MONTESILVANO. L’emergenza alloggi a Montesilvano diminuisce, ma resta ancora alto il numero di famiglie in cerca di una casa dove poter vivere in modo dignitoso. È quanto emerge dai dati a...

MONTESILVANO. L’emergenza alloggi a Montesilvano diminuisce, ma resta ancora alto il numero di famiglie in cerca di una casa dove poter vivere in modo dignitoso. È quanto emerge dai dati a disposizione del Comune, all’indomani della scadenza di un bando, pubblicato nel novembre scorso, per l’aggiornamento della graduatoria relativa agli alloggi di edilizia residenziale pubblica (Erp).

Sono, infatti, 184 le domande pervenute a palazzo di città contro le 238 presentate 4 anni fa, data dell’ultimo bando comunale, quando 24 richieste furono scartate per mancanza di requisiti, portando a 214 l’elenco dei possibili beneficiari. Eppure, le case in città scarseggiano per cui saranno pochi gli assegnatari fortunati che, nell’arco dei prossimi quattro anni, durata della graduatoria, potranno trasferirsi in uno degli alloggi popolari a disposizione dell’ente, tra cui quelli di via Rimini, dopo una selezione che terrà conto anche del numero dei componenti del nucleo familiare.

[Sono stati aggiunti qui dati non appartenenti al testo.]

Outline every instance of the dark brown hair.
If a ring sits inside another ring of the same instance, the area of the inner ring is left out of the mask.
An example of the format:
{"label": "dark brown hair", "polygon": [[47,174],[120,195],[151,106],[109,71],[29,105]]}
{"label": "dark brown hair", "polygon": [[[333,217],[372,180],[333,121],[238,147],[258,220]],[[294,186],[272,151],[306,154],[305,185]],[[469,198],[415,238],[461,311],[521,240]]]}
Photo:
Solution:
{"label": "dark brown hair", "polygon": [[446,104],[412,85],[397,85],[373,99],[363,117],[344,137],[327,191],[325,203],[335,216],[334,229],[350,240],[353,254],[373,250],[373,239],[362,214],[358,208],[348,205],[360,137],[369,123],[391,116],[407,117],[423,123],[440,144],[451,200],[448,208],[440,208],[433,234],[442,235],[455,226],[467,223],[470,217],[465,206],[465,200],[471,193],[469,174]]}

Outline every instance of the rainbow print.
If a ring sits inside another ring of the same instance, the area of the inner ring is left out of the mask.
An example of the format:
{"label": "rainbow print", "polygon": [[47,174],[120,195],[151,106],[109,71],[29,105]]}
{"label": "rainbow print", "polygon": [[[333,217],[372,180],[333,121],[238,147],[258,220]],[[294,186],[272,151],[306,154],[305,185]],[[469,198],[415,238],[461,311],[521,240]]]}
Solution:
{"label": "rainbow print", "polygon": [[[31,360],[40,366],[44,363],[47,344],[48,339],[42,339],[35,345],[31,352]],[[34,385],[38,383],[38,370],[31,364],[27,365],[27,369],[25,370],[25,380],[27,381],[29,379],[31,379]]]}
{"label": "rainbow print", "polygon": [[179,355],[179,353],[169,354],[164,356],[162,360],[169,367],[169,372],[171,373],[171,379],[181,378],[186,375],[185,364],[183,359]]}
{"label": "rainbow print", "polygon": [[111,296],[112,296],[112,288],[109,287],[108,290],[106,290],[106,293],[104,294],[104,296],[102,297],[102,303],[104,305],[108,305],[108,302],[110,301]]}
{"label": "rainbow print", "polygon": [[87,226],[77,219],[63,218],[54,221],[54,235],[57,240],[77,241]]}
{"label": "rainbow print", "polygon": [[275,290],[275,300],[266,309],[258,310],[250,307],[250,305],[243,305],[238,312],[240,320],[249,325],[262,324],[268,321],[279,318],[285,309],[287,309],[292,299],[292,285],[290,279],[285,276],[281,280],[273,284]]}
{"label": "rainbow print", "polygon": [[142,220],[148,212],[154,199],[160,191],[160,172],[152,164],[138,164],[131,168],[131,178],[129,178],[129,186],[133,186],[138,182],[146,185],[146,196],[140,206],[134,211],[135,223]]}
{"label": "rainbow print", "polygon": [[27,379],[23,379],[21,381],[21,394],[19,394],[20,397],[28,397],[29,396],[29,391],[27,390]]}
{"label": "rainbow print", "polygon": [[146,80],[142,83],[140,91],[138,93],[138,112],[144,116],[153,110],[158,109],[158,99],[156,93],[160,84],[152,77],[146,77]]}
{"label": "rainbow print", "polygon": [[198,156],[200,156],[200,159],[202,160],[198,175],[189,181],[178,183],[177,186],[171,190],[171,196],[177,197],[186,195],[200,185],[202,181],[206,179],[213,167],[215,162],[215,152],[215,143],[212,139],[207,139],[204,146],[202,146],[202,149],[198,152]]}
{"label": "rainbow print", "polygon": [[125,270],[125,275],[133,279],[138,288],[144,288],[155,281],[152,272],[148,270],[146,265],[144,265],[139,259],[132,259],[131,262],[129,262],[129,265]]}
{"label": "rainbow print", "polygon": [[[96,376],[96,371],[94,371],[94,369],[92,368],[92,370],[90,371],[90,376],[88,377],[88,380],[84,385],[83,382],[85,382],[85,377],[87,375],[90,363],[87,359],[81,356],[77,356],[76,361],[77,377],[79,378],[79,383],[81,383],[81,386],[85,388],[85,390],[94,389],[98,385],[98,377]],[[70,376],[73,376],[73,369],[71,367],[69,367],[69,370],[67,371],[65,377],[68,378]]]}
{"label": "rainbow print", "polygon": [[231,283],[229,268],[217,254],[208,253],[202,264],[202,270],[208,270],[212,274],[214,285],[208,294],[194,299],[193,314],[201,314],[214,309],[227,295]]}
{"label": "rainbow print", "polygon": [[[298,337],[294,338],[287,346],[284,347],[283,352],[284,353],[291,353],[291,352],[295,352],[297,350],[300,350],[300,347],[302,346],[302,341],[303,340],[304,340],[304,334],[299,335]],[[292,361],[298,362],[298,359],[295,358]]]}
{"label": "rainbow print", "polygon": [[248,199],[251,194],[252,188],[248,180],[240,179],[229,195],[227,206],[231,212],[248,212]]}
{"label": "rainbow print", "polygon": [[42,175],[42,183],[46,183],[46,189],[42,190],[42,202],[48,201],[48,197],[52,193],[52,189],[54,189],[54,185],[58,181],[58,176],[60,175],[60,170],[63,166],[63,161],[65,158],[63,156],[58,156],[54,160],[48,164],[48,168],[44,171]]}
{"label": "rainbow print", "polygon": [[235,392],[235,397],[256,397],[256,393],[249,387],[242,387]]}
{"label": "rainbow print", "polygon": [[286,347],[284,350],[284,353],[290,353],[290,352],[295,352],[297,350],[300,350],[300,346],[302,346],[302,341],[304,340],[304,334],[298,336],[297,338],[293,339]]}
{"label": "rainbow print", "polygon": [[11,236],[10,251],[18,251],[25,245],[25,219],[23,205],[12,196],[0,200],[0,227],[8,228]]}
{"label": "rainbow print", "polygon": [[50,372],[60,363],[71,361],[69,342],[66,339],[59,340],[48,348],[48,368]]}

«In città abbiamo 310 alloggi di edilizia popolare», spiega l’assessore alle Politiche sociali, Ottavio De Martinis, «una volta determinata la graduatoria, verranno assegnati in locazione soltanto gli alloggi che si renderanno liberi nel periodo di efficacia della graduatoria stessa, quindi nei prossimi 4 anni. Ora i nostri uffici procederanno con una prima selezione che verrà sottoposta alla commissione esaminatrice Erp di Pescara. Si tratta di un dato in lieve diminuzione rispetto all’ultimo avviso pubblicato nel 2012. Il raffronto tra i due dati, tuttavia, diventerà effettivo solo quando il bando verrà chiuso anche per quanti sono all’estero».

L’avviso, infatti, che è scaduto lunedì per i residenti in Italia, rimarrà aperto fino all’11 marzo per i lavoratori emigrati in Europa e fino al 10 aprile per quelli residenti in Paesi extra europei. Per partecipare è necessario essere cittadini italiani o di uno Stato dell'Unione Europea, o ancora i cittadini extracomunitari solo se muniti di carta o permesso di soggiorno e iscritti alle liste di collocamento, o esercitanti una regolare attività di lavoro subordinato o autonomo. Altro requisito necessario, la residenza anagrafica o attività lavorativa nel Comune.

«Le richieste sono numerose», riprende Martinis, «mentre il patrimonio a nostra disposizione è obsoleto, non sufficiente a rispondere alla domanda esistente. Auspico che Ater e Regione mettano in atto tutte le iniziative necessarie per giungere a un riammodernamento degli alloggi e alla realizzazione di nuove case da rendere fruibili per quanti ne necessitano». (a.l.)